12/JUL 2026
Jornalista responsável: Marcos Santos

Questões do transporte coletivo e tráfico de drogas não são resolvidas porque a classe média, ignorante e alienada, se recusa a participar da solução

Publicado em 20 de agosto, 2013

O grande sonho do jovem manauara, no ambiente de consumo atual, é ter um carro e fugir da maldição do ônibus. Ao volante do veículo próprio, ele se julga imune às greves, à absoluta irresponsabilidade dos empresários e tudo o que envolve o trânsito caótico das grandes cidades. No ambiente estudantil e nas baladas, ao mesmo tempo, a droga circula febril. Não é à toa que popularizaram-se expressões como “careta”, como é chamado o não usuário, e a máxima de que “um tapinha não dói”, com seu dúbio sentido.

Qualquer empresário sério, por menor que seja, treme só de ouvir falar em fiscalização da Receita Federal ou do INSS, agora fundidos num só órgão, a Super-Receita. Empresário de ônibus em Manaus, porém, é flagrado quase diariamente sem depositar a parte da previdência social ou o FGTS, mas passa incólume. Basta usar o argumento de que, se falir, o pobre operário vai ficar sem transporte para ir ao trabalho e pronto. Parece que pode tudo.

A Super-Receita parece ignorar o péssimo efeito didático que ocorre no seio empresarial. Todos sabem que os fiscais, em número pequeno, não conseguem fiscalizar tudo. Trabalham por amostragem ou com base no cruzamento de dados. Se todos sonegarem ao mesmo tempo, a receita do País cairá brutalmente, mas a fiscalização não será capaz de chegar a tantos sonegadores e a maioria escapará incólume. E aí é comum se ouvir, do pequeno varejista que trabalha em tempo integral para ganhar uns poucos caraminguás de lucro e pagar as despesas no fim do mês: “Se ele pode por que eu não posso?”

A falta de um transporte coletivo decente obriga todo mundo que tem carro em Manaus a tirá-lo da garagem diariamente. Chova ou faça sol. Com as facilidades de financiamento e a melhoria da renda na classe média, não é incomum que marido e mulher tenham um veículo cada. Isso aumenta o número de carros no trânsito e o resultado são os engarrafamentos que tumultuam a vida de todos e diminuem drasticamente a qualidade de vida na cidade.

Quando os trabalhadores descobrem que a empresa não deposita o FGTS e o INSS, como ocorre agora na impune Global Green, e param os ônibus, o jovem classe média que comprou o carro e paga a gasolina com tanta sacrifício se une ao operário usuário do transporte coletivo e ao bacana que têm até motorista, nos engarrafamentos quilométricos que se formam.
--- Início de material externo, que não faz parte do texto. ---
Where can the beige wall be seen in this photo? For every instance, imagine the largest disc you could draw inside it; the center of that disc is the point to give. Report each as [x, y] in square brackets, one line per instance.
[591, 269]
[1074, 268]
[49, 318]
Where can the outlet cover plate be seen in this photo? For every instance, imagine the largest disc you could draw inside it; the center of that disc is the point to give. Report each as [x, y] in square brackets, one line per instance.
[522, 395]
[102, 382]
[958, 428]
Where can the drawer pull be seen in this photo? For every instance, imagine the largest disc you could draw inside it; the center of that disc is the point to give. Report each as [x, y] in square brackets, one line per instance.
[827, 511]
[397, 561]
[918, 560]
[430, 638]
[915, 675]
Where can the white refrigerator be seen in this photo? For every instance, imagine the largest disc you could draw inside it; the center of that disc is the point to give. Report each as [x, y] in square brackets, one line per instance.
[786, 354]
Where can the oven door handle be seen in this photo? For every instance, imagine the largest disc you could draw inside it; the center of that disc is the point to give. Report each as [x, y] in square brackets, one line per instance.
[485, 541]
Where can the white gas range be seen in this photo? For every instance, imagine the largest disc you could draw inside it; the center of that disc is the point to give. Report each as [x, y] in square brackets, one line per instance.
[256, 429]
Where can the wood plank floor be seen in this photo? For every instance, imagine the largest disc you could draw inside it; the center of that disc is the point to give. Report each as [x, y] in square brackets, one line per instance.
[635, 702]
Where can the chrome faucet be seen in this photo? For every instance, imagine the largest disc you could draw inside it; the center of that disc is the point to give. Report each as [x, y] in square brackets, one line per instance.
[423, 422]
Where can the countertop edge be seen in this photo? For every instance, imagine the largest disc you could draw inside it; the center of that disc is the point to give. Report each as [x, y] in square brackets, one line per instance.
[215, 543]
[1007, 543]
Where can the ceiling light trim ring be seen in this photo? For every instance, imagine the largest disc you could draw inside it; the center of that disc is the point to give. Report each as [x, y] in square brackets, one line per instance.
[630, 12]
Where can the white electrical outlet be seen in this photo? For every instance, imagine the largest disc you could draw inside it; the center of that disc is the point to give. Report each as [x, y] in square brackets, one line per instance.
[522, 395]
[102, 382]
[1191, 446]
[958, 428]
A sonegação de FGTS e INSS se tornou crônica há dez anos. O Sindicato dos Rodoviários, que deveria fiscalizar e denunciar o problema, em nome da defesa da categoria, tem preferido usá-lo como moeda de troca. Ou torna o empresário refém ou explode contra ele uma greve como a que ocorre agora na Global Green, usando o problema como justificativa diante da opinião pública.

A sociedade precisa se perguntar também por que Ministério do Trabalho e Super-Receita não conseguem alcançar essas empresas e esses empresários? Ah, os empresários! Nenhum deles, diante da penúria em que vivem as empresas do transporte coletivo de Manaus, vive numa casinha humilde, num bairro da periferia, como seria  natural, mas nos melhores condomínios e mansões da cidade ou fora daqui.

O usuário de droga, por outro lado, é o freguês do tráfico. É ele que financia o traficante, com o seu inocente “tapinha” no cigarro de maconha ou a cheirada na carreira de cocaína. Pior é que não são todos os usuários que descem a ladeira e ficam jogados na sarjeta. Há aqueles que conseguem manter as aparências, mas estão igualmente alimentando a corrente sanguínea dessa indústria, só equiparada à armamentista em opulência e faturamento, mas superior à Coca-Cola em pontos de venda.

A sonegação de direitos trabalhistas joga na lata de lixo conquistas sociais fundamentais, obtidas com sangue, suor e lágrimas. A droga não poupa ninguém com a violência que gera.

A sociedade, alienada ou não, precisa refletir mais sobre isso.